I have just started the attempts to get my life on track again after a year and a half of living with my seemingly narcissistic boyfriend and his definitely narcissistic mother. I feel like his mother brings out the worst in him, which further aggravated things in our relationship. And I’ve been trying not to break up with him because most days I truly believe is not him that’s the problem. The real root problem is his mother. Well I just got a job and I’m looking to move out in 4 months at least and I’m wondering what I should expect. Really I’ll only be moving around the corner, but it’ll be my space again. I tried to make this an &;quot;us&;quot; decision but my boyfriend is seemingly non committal about moving in with me later or us moving together because he’s got his room and his office at the house with his mom. I fear that he’s trying to have his cake and eat it too. Have the option of living with me, but the supposed comfort of his own room/office/space at home. But it’s that space at home with his mother that brings out the worst in him. So I guess my question is, how do I emotionally prepare myself to leave him (but not break up yet) in order to get away from his mother? I always say that if we broke up because of the tensions in place by his mother and I leave, he’ll still have his mother at the end of the day. And that’s not awesome. Is there a possibility that the spell of his dependent narcissistic mother will be broken if I’m gone? And he’ll go back to normal if we’re living together away from his mother? Because she’s really bringing out the worst in us and it is not attractive.

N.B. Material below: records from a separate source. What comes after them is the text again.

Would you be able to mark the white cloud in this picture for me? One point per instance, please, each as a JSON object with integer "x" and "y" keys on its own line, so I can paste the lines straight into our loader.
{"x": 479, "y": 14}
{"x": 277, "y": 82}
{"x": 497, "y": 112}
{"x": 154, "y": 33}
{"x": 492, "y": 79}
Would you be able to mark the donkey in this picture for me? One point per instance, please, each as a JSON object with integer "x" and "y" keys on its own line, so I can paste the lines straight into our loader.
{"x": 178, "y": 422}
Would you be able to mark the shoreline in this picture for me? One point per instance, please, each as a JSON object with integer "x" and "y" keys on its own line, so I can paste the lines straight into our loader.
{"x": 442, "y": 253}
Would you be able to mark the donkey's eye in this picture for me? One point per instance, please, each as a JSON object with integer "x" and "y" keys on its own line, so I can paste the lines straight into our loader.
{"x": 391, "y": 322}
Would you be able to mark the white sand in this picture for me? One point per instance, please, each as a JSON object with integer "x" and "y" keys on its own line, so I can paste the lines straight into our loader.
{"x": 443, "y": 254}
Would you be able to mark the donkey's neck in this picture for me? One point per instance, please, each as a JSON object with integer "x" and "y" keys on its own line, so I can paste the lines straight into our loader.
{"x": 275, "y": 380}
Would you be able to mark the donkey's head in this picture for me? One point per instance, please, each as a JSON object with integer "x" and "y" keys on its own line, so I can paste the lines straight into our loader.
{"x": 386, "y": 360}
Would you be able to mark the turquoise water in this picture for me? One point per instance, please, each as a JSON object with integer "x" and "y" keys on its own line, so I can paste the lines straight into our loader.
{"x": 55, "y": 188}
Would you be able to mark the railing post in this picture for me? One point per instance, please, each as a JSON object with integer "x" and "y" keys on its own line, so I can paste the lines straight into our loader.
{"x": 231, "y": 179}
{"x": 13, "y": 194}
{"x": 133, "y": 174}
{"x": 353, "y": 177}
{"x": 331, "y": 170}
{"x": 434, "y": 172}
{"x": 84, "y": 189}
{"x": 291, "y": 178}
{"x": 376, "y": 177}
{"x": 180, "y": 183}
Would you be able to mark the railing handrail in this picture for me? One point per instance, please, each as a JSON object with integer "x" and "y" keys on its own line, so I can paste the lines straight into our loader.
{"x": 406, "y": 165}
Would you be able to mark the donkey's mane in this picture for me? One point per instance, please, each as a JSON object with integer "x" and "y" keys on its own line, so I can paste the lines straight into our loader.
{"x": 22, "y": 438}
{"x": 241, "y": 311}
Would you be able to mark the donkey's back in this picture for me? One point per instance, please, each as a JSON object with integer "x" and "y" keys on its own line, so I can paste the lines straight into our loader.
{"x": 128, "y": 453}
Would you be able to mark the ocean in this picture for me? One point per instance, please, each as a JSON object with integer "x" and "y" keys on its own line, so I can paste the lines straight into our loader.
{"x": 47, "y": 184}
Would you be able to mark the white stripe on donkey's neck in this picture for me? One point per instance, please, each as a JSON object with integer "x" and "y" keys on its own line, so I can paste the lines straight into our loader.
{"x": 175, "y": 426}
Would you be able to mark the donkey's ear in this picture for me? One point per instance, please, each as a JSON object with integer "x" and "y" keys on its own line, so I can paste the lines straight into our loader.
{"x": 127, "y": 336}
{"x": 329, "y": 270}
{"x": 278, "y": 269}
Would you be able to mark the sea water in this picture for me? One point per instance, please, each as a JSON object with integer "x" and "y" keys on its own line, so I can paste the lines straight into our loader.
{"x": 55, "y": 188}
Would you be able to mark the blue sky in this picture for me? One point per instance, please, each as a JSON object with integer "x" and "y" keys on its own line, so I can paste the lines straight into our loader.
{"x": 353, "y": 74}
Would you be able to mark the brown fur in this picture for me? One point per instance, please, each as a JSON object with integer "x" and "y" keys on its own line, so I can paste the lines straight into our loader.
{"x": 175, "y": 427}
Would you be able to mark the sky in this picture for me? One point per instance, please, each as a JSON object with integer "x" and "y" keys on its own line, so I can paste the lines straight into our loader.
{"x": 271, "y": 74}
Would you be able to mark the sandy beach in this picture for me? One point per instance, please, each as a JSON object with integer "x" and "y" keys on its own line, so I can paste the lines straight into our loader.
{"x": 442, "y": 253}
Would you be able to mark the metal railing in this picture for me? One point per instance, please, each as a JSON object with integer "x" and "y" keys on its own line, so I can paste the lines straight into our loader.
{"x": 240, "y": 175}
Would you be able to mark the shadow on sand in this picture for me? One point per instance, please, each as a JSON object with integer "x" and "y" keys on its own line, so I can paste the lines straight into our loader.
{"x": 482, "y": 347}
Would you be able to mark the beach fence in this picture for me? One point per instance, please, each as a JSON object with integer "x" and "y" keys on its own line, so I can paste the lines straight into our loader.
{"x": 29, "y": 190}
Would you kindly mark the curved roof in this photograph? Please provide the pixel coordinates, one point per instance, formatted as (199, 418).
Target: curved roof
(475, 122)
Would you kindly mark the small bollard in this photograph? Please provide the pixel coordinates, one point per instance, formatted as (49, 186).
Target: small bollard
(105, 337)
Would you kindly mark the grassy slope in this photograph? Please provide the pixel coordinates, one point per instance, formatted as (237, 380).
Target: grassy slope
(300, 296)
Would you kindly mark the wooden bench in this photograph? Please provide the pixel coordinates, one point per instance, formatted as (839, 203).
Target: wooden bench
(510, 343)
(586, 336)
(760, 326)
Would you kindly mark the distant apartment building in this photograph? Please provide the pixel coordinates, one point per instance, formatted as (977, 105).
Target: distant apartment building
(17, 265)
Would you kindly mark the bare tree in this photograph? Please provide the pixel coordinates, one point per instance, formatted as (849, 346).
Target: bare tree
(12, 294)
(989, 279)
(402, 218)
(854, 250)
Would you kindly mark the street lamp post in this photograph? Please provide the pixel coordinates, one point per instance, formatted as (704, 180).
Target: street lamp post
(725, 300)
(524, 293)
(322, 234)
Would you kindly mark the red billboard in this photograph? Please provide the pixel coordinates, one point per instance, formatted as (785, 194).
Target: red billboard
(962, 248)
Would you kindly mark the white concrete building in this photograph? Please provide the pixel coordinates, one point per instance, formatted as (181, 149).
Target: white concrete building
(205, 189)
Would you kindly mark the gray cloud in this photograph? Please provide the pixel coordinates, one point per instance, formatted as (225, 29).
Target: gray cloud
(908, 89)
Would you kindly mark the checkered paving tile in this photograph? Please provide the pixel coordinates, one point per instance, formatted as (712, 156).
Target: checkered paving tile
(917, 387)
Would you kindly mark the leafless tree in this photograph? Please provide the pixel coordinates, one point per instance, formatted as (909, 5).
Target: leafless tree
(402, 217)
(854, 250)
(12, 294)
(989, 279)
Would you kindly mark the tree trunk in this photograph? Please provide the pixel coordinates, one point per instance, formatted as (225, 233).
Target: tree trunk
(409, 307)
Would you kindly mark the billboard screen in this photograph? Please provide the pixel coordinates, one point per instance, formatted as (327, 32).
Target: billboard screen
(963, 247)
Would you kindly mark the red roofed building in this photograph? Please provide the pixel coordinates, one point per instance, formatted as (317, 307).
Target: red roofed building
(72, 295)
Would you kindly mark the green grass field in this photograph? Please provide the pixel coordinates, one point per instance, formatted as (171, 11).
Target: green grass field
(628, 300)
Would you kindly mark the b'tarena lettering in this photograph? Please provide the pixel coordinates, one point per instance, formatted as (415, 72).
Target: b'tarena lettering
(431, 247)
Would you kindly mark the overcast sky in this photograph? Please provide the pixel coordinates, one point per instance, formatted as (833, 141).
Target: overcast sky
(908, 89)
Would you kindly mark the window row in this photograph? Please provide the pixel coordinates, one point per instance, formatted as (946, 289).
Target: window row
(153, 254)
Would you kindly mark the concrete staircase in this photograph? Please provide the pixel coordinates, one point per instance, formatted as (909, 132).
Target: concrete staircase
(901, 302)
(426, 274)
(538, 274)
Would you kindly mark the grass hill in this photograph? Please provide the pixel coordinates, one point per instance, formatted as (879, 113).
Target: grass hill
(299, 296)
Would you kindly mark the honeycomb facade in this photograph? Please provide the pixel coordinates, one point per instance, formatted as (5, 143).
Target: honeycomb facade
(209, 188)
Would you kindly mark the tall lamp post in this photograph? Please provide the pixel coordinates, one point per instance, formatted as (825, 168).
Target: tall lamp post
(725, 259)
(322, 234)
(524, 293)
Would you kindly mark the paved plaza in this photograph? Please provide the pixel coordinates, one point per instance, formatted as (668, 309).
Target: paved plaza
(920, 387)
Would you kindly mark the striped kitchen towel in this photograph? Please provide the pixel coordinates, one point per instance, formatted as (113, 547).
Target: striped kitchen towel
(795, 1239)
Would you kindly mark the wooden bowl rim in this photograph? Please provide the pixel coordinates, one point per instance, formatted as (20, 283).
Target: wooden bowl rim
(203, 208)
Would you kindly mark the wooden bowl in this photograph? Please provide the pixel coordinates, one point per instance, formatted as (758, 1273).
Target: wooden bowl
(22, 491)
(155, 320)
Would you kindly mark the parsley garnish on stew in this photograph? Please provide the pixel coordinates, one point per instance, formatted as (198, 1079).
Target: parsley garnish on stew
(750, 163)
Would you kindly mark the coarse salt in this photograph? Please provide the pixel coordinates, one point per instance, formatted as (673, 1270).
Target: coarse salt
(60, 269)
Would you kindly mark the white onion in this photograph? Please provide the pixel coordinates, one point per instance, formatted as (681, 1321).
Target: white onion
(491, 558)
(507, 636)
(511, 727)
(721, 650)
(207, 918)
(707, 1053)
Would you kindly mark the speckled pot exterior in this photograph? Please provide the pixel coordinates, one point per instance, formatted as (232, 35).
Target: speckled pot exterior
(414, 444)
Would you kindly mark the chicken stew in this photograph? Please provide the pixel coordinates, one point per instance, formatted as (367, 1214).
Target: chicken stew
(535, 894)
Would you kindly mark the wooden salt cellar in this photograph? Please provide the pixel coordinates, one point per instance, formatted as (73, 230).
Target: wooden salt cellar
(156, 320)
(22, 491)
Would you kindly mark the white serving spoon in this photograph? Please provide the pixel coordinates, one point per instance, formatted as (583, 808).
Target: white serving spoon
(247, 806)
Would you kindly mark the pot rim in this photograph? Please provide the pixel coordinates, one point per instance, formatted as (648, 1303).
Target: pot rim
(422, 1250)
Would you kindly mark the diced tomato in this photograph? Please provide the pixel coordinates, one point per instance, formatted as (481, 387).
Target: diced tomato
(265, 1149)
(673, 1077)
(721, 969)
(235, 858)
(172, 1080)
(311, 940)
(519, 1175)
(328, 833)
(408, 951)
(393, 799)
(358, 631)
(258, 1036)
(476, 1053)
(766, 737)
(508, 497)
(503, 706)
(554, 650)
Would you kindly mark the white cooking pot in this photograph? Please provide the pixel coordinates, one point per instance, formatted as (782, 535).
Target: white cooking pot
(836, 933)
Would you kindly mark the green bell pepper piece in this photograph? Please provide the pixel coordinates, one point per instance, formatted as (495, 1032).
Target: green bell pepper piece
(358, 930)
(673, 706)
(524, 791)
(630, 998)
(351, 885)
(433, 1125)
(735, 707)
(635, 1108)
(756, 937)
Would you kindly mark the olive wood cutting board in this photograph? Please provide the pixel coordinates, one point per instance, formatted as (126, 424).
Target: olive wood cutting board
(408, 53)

A: There is no way to know for sure how he will react to you moving out, but based on his noncommittal responses, I would say nothing is going to change. He will most likely stay at his mother’s house. And he will blame you for everything that went wrong and for “abandoning” him. Your intense dislike of his mother is putting him in the middle- not a good place to be. It is no wonder he is full of conflict and noncommittal responses- it is a no-win situation for him. His mother may be despicable and “bring out the worst in him”– but where is HIS responsibility for HIS actions? He sounds like an immature “mama’s boy” and that is not likely to change anytime soon. To help you stay yet prepare to leave read,” Living with a Narcissist if You Can’t Leave“, “How to Leave a Narcissist” and “How to end a Narcissistic Relationship“.
Question 2: The Healing process
My relationship ended two times in the last 42 years. I finally moved out of state to live with my son. To this day he still calls after a time of silence and has yet to apologize and has never admitted to anything. I have been told recently what else can you make up with your vivid imagination . The bed was never moved in the room. I’m crazy, it moved when he changed the sheets. Even though it’s an old Mediterranean style that weighs a ton Channing sheets when we were together the bed never moved. I have witness’s that saw him in the bar with her. He admitted he gave her a ride home but doesn’t give a s**t about her. He is so out of it with his gas lighting that he thinks I can’t figure it out. I just want to know if I will get it through my head he is a Narcissist and I am sane. It’s been 42 years and I finally searched for books on surviving. However, I have to get them out and read them over and over, so am I ok? Or does he have me trapped. I have to continually go back and validate to myself I’m not cray, is this normal in the healing process.
A: Yes, it is normal, especially as you have been gaslighted and manipulated for 42 years. You will have good days and bad days but you WILL get your “self” back and become more confident about your sanity and emotionally strong as time goes on. Don’t wait for an apology- it will not be forthcoming. If he is still engaging in “crazy-making” with you, why are you still talking to him? The sane thing to do now is to go No Contact. Please read the article on going No Contact. At first you will think of a dozen reasons why you HAVE to call him- they are all excuses. You won’t be able to fully heal until you get him OUT of your life.
Question 3: Is Narcissism culture dependent?
I think I know the answer to this-are men from other cultures like Asia and/ or India more narcissistic than some American males?
A: A classic narcissist- as in full blown NPD- knows no geographical boundaries. It is true that in some cultures mild narcissistic behaviors or narcissistic tendencies are encouraged but that does not mean those men are all narcissists–they will just have a few specific behaviors at a milder degree than a true narcissist. Those men still have empathy and don’t engage in gaslighting. Cultures that place an emphasis on the individualare more likely to see manifestations of narcissism than cultures that emphasize the ‘greater good’.